The charter defines the organization, powers, functions and essential procedures of city government. The city’s first home rule charter was adopted in 1924, establishing the city council/city manager form of government Fort Worth uses today. The charter has been amended 13 times since adoption, most recently in 2006.

An 11-member task force, appointed by the City Council, presented its final recommendations in December. The Charter Review Task Force examined these questions:

  • Number of councilmembers. There currently are eight members plus the mayor. Due to Fort Worth’s population growth, the task force is recommending an increase to 10 members plus the mayor. The resolution appointing the task force called for the increase to become effective upon redistricting after the 2020 Census for a 2023 election.
  • Terms of office. The task force recommended going from two-year terms to three years for all members.
  • Staggered or concurrent terms for councilmembers.

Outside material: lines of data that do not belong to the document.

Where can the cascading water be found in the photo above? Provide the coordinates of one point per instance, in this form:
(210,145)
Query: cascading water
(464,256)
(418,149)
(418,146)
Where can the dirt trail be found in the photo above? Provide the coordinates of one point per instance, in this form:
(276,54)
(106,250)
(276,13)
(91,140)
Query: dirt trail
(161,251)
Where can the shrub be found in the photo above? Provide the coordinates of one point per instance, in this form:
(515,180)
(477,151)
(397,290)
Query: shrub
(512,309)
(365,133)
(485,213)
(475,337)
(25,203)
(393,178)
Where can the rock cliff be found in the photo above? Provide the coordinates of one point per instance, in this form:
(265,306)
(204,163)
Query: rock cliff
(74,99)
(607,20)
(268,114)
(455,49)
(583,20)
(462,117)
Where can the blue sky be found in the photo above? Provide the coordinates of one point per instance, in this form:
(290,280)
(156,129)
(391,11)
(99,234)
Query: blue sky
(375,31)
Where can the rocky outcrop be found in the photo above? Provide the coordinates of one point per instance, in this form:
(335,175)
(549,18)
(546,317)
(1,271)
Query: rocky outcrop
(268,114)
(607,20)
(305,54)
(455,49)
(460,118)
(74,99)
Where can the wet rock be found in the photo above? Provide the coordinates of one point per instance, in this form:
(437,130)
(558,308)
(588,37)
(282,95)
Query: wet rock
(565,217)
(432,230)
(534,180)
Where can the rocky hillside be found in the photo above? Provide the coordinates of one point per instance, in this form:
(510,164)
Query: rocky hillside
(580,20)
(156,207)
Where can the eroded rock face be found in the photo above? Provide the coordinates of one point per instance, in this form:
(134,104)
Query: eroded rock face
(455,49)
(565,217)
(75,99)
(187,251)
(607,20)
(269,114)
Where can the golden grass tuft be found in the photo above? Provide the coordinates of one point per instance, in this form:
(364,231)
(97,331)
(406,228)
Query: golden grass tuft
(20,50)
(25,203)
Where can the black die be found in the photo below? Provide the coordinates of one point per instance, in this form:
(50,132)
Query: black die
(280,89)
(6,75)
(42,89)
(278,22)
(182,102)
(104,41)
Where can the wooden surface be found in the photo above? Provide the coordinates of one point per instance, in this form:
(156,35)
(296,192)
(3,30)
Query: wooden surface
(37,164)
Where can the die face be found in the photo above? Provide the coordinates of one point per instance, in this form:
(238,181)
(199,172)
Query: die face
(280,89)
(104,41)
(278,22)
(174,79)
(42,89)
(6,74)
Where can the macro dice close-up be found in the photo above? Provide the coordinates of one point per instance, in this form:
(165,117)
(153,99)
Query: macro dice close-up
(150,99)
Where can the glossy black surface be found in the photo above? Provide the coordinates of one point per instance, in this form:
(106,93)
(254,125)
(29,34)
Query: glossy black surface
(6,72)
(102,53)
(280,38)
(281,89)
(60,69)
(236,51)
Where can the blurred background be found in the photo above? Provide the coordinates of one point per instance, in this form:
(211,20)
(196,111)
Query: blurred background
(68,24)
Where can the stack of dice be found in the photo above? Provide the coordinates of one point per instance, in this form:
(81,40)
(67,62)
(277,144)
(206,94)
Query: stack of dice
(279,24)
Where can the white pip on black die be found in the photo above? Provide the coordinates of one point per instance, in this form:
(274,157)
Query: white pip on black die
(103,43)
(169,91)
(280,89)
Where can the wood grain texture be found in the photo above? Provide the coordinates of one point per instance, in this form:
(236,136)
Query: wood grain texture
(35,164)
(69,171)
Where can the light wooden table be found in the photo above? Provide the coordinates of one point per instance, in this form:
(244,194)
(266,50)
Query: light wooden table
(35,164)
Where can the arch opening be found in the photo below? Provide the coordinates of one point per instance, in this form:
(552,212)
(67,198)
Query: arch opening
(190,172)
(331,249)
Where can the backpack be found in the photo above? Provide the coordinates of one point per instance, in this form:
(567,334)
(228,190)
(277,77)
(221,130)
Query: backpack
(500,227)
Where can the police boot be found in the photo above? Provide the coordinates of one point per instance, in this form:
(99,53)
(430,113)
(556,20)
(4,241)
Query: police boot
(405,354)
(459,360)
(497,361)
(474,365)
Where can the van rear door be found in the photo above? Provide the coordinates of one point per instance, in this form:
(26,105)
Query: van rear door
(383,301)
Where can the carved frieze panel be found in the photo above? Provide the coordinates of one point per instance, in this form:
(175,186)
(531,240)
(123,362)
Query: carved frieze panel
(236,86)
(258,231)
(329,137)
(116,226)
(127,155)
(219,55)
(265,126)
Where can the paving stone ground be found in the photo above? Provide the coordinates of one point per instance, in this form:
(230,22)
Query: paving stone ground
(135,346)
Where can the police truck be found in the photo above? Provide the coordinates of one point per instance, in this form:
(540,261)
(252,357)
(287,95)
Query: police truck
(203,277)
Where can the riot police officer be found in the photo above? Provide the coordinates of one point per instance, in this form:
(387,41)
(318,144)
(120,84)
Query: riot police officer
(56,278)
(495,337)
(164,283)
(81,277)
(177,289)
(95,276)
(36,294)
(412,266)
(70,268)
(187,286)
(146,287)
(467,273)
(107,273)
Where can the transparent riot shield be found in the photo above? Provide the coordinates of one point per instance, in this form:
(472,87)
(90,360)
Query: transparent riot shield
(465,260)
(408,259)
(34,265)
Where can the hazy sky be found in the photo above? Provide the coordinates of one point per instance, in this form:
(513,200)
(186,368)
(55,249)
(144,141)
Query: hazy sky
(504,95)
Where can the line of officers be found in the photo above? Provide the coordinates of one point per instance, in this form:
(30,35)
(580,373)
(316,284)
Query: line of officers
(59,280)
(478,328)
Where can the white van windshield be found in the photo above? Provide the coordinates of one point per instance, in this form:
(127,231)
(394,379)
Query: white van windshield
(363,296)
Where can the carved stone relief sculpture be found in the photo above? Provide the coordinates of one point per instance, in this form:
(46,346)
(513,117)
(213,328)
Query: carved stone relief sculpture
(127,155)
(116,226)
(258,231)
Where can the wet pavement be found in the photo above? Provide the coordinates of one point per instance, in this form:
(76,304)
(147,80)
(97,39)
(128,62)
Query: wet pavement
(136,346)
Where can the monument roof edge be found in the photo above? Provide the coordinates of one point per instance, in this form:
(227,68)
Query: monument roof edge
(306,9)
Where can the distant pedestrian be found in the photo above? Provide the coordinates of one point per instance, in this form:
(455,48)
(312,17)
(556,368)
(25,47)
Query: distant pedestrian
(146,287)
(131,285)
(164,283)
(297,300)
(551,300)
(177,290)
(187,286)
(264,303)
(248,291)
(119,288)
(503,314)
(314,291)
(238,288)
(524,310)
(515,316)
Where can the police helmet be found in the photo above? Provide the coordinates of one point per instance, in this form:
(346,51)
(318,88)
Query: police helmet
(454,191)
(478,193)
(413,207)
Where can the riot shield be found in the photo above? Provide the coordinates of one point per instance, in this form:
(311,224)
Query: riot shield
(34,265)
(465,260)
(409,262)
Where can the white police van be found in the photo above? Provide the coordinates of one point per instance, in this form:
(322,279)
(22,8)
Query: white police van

Currently, terms are concurrent, meaning all members are up for election at the same time. The task force recommended continuing to elect all members concurrently.
  • Compensation for councilmembers. The current charter puts councilmembers’ pay at $25,000 annually, $29,000 for the mayor. The task force recommends increasing the salary of councilmembers to $45,000 and increasing the mayor’s salary to $60,000, effective Oct. 1, 2016.

In addition, the City Council is proposing eight technical amendments. These are aspects of the charter that are inconsistent with state law, use archaic language or include unused provisions.

The Council voted 8-1 to place the charter election on the May 7 ballot.

The city will conduct an outreach campaign this spring to educate voters on the proposed charter amendments.